To further confirm the above inference, we chose four atoms (Li, Be, Mg, and Na) to test their excitation energies up to Rydberg states. Such choice of atomic set is due to the availablity of their experimental references and clear picture of Rydberg states from atoms, in which one electron is excited to a high-level atomic orbital. Table 3 summarizes the MAEs from different DFAs and LOSC-DFAs applied to this atomic test set, more detailed results can be found in SI. As can be seen, conventional DFAs show large MAEs for all the four atoms. By observing Tabs. S7 to S12 for these test atoms in SI, it is easy to find that the higher the excited states, the greater the deviation between the results obtained by DFAs and the experimental values. This is because conventional DFAs show larger errors for quasiparticle energies at higher states, thus the difference of orbital energies cannot completely offset the systematic delocalization errors of orbitals that are energetically far apart. In contrast, LOSC-DFAs perform similarly for different excited states with very high accuracy, which should be attributed to the good performance of LOSC on quasiparticle energies of different states.

Table 3:

Mean absolute errors (MAEs, in eV) and mean sign errors (MSEs, in eV) with respect to experimental reference of excitation energies of 4 atoms from low-lying states to Rydberg states. 12 excitations were included for each atom. Experimental values were obtained from Ref 96.

		LDA	BLYP	B3LYP	LOSC-LDA	LOSC-BLYP	LOSC-B3LYP
Be singleta	MAE	2.37	1.15	1.85	0.24	0.54	0.35
	MSE	2.37	−1.15	1.85	0.07	−0.29	−0.06
Be tripleta	MAE	2.30	1.91	1.79	0.28	0.60	0.30
	MSE	2.11	1.68	1.79	−0.04	−0.60	−0.29
Mg singletb	MAE	2.37	2.07	1.69	0.55	0.26	0.21
	MSE	2.37	2.07	1.69	0.55	0.16	0.21
Mg tripletb	MAE	2.13	1.82	1.54	0.40	0.15	0.14
	MSE	2.12	1.80	1.52	0.34	−0.11	0.06
Li doubleta	MAE	0.97	1.77	1.40	0.91	0.17	0.16
	MSE	0.97	1.77	1.40	−0.89	0.04	−0.03
Na doubletb	MAE	1.52	2.16	1.69	0.25	0.57	0.42
	MSE	1.52	2.16	1.69	−0.11	0.57	0.42

^aThe excitation states are calculated up to atomic orbital 6p.
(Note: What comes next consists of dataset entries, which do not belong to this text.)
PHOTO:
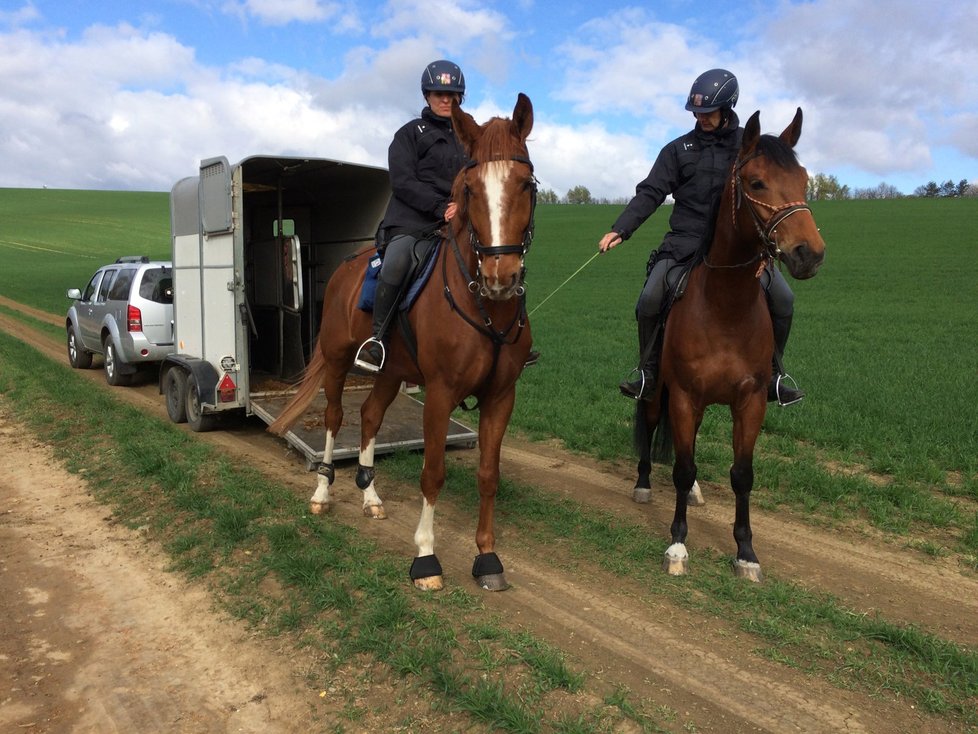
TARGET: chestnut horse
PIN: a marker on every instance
(472, 338)
(718, 343)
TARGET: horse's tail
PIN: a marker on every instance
(654, 442)
(306, 393)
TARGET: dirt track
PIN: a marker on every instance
(700, 667)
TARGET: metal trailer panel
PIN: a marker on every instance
(232, 307)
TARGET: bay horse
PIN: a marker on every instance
(718, 342)
(471, 331)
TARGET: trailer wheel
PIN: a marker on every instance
(77, 357)
(196, 418)
(175, 390)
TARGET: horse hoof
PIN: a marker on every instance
(493, 582)
(375, 512)
(676, 560)
(429, 583)
(748, 570)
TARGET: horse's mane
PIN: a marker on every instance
(769, 146)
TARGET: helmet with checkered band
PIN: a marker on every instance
(713, 90)
(442, 76)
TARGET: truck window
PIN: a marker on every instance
(92, 286)
(120, 286)
(157, 285)
(106, 284)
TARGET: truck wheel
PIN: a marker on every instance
(77, 357)
(196, 418)
(113, 375)
(175, 390)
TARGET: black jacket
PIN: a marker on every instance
(423, 159)
(693, 169)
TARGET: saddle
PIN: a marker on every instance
(423, 258)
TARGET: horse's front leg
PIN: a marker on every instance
(371, 417)
(646, 418)
(426, 571)
(494, 414)
(746, 427)
(684, 421)
(320, 502)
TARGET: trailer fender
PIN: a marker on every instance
(201, 370)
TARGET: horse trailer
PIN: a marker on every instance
(254, 244)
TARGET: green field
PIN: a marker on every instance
(883, 341)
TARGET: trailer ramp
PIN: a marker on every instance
(402, 427)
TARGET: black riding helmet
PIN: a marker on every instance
(713, 90)
(442, 76)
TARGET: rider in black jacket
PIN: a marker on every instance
(693, 168)
(423, 159)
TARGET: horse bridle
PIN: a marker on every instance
(498, 336)
(520, 248)
(766, 229)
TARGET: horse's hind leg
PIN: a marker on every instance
(494, 416)
(426, 571)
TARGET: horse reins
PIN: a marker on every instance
(497, 336)
(766, 229)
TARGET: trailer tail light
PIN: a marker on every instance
(226, 390)
(134, 322)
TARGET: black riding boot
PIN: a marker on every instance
(779, 391)
(373, 352)
(649, 345)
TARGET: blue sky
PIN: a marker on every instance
(132, 95)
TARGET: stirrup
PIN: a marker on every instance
(636, 389)
(363, 363)
(788, 395)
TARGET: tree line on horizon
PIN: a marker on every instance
(821, 187)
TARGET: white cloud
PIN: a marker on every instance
(283, 12)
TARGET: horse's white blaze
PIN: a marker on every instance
(495, 177)
(424, 536)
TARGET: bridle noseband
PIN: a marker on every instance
(498, 336)
(766, 228)
(504, 249)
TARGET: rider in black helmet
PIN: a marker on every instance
(423, 159)
(693, 168)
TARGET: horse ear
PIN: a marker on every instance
(466, 128)
(793, 131)
(752, 131)
(523, 116)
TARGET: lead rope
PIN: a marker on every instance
(554, 292)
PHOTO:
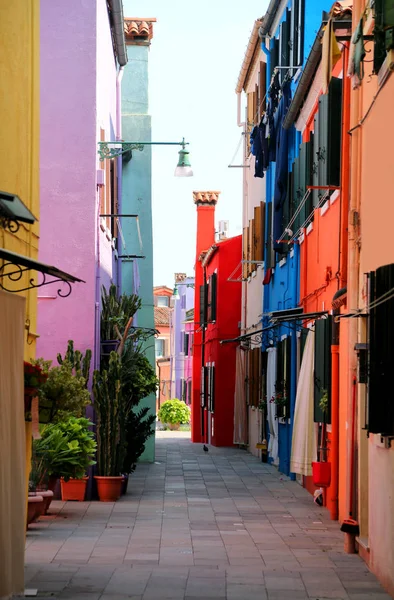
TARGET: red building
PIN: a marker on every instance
(217, 310)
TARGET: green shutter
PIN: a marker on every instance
(322, 371)
(203, 305)
(334, 131)
(315, 162)
(268, 242)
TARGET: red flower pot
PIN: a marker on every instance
(109, 488)
(321, 474)
(74, 489)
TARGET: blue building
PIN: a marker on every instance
(286, 41)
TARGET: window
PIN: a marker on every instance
(211, 387)
(381, 352)
(186, 344)
(212, 298)
(383, 31)
(159, 347)
(322, 374)
(162, 300)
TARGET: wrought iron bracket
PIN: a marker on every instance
(8, 223)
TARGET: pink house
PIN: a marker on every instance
(80, 106)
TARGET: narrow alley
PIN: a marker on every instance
(194, 525)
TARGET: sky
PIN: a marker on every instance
(194, 62)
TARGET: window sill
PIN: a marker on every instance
(386, 68)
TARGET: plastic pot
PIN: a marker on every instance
(74, 489)
(321, 474)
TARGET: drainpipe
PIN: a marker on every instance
(119, 78)
(335, 407)
(353, 268)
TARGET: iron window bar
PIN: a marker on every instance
(16, 265)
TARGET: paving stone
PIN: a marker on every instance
(221, 526)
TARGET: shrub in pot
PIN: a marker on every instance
(68, 449)
(111, 444)
(174, 412)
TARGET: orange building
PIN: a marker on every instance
(162, 313)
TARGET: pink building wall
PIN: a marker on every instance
(78, 97)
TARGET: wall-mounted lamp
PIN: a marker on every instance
(175, 293)
(115, 148)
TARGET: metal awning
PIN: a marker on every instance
(15, 265)
(13, 210)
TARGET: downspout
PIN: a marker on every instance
(353, 272)
(335, 407)
(119, 78)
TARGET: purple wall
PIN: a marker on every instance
(180, 361)
(78, 96)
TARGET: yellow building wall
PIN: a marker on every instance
(19, 147)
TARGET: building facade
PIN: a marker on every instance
(79, 192)
(217, 306)
(182, 337)
(136, 255)
(163, 311)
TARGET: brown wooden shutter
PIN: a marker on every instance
(245, 241)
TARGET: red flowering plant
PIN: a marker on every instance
(280, 399)
(35, 377)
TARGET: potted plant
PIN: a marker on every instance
(116, 313)
(174, 413)
(34, 377)
(321, 470)
(280, 399)
(68, 449)
(111, 444)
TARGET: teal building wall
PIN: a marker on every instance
(136, 275)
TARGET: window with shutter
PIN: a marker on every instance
(203, 305)
(383, 31)
(322, 372)
(381, 352)
(258, 233)
(269, 250)
(212, 295)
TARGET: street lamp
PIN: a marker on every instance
(113, 149)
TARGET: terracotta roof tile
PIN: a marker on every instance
(162, 315)
(206, 197)
(137, 29)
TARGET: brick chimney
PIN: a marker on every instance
(205, 202)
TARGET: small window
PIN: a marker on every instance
(163, 301)
(159, 347)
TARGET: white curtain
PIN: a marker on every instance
(240, 414)
(12, 445)
(303, 447)
(271, 407)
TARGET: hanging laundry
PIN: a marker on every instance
(357, 55)
(257, 151)
(331, 54)
(282, 165)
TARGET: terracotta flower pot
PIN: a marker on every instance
(35, 508)
(174, 426)
(74, 489)
(109, 488)
(321, 474)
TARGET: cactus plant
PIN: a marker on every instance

^bThe excitation states are calculated up to atomic orbital 7p.

Conclusions

In conclusion, we have carried out a comprehensive test on calculations of quasiparticle energies and excitation energies with the LOSC functional and DFAs. Through a large number of comparisons with experimental results and GW results, we demonstrated that LOSC-DFAs shows little dependence on parent DFAs, and can reach an accuracy that is better or comparable to that of GW methods in predicting quasiparticle spectra. This also leads to the calculations of excitation energies of the N-electron systems from ground state calculations of the (N −1)-electron systems. Commonly used DFAs show good performance for valence excitations, but not accurate for higher energy and Rydberg states; in contrast, LOSC-DFAs can provide consistently accurate results for excitation energies from low-lying to Rydberg states for the tested cases. This work highlights the pathway to quasiparticle and excitation energies from ground density functional calculations.

Note. When preparing the manuscript for submission, we became aware of Ref. 97, which also calculated excitation energies from orbital energy differences of the (N − 1)-electron systems. Different functionals from our tests and only valence excitations were reported.